Garden Ridge ups gross margin, works through bankruptcy
December 14, 2004,
HOUSTON — Garden Ridge Corporation reported a profit (before bankruptcy costs) for the month of November due in large part, it said, to a 2 point increase in product gross margin, despite a 2.8 percent decline in comp sales.
"November sales were flat as we focused on better management of our inventories and margins. In contrast, we have a really strong start to December sales with comps over 7 percent and margins up positively over last year," said Steve Higgins, president of Garden Ridge. "We are excited by the strong customer response to our seasonal and home decor merchandise. Our average ticket in December is up by nearly 9 percent and we are well positioned to continue this sales trend to the end of the year."

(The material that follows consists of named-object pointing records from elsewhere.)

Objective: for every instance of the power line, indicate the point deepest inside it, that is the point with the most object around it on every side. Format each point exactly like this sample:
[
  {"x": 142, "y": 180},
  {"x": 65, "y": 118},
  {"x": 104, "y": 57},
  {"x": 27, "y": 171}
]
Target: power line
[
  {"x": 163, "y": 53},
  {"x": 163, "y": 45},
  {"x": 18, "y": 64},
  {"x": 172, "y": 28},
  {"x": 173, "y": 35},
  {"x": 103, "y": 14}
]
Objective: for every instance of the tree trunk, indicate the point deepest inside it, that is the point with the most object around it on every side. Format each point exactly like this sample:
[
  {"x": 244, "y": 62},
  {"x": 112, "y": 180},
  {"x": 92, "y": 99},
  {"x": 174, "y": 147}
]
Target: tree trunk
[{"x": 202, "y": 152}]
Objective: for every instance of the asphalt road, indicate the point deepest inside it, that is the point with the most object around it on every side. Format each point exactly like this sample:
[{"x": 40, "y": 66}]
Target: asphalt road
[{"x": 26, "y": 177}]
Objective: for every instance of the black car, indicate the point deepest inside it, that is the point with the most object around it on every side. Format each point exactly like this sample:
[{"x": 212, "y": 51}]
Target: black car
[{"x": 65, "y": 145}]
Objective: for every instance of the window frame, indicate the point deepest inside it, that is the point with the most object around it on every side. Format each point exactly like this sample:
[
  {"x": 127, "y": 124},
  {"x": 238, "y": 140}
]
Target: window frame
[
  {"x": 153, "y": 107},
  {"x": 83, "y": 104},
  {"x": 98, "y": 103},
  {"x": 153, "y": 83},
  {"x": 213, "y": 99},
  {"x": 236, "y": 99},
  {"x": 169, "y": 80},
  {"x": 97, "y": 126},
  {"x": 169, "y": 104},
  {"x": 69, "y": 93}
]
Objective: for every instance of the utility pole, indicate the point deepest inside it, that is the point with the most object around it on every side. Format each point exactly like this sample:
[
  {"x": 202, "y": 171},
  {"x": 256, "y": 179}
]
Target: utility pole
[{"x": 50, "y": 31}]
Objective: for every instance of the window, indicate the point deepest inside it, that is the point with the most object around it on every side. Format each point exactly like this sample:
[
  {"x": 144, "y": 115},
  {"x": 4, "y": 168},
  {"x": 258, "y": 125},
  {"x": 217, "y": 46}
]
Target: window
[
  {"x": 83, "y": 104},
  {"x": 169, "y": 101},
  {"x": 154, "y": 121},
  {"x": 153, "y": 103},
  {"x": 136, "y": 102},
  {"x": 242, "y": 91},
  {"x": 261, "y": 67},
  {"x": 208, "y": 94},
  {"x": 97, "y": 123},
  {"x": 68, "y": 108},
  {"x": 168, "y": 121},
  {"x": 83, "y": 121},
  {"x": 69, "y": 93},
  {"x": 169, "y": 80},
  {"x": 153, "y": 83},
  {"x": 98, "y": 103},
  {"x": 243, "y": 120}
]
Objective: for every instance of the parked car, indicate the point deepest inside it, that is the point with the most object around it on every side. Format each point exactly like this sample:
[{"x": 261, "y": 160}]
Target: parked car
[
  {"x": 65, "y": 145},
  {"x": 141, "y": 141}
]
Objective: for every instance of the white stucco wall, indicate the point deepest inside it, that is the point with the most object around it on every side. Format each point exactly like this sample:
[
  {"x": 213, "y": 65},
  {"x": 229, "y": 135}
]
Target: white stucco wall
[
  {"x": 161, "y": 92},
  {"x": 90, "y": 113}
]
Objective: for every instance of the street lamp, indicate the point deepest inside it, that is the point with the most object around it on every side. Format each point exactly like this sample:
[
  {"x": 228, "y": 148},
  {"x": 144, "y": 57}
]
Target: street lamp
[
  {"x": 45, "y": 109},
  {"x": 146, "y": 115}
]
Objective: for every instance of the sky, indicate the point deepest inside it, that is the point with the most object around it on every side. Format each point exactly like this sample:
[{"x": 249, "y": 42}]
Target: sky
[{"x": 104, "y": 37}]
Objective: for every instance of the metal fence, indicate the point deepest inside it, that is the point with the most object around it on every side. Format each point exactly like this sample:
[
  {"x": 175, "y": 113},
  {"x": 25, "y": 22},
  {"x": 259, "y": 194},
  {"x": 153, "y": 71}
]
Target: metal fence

During a bankruptcy court hearing in late November, Garden Ridge also secured an extension to Jan. 17 of its right to file a plan of reorganization. "This extension gives Garden Ridge a better opportunity to complete its plan of reorganization with the creditors," said Don Martin, chief restructuring officer for the company.
Bank of America has also submitted terms for an extension of debtor-in-possession as well as exit financing to Garden Ridge. The company said it is in the process of evaluating this proposal as well as seeking alternative sources.Any such financing would be subject to bankruptcy court approval.
Garden Ridge filed for Chapter 11 protection in February 2004 citing the need to re-negotiate store leases and other contracts with above-market rates as one of its principal reorganization objectives.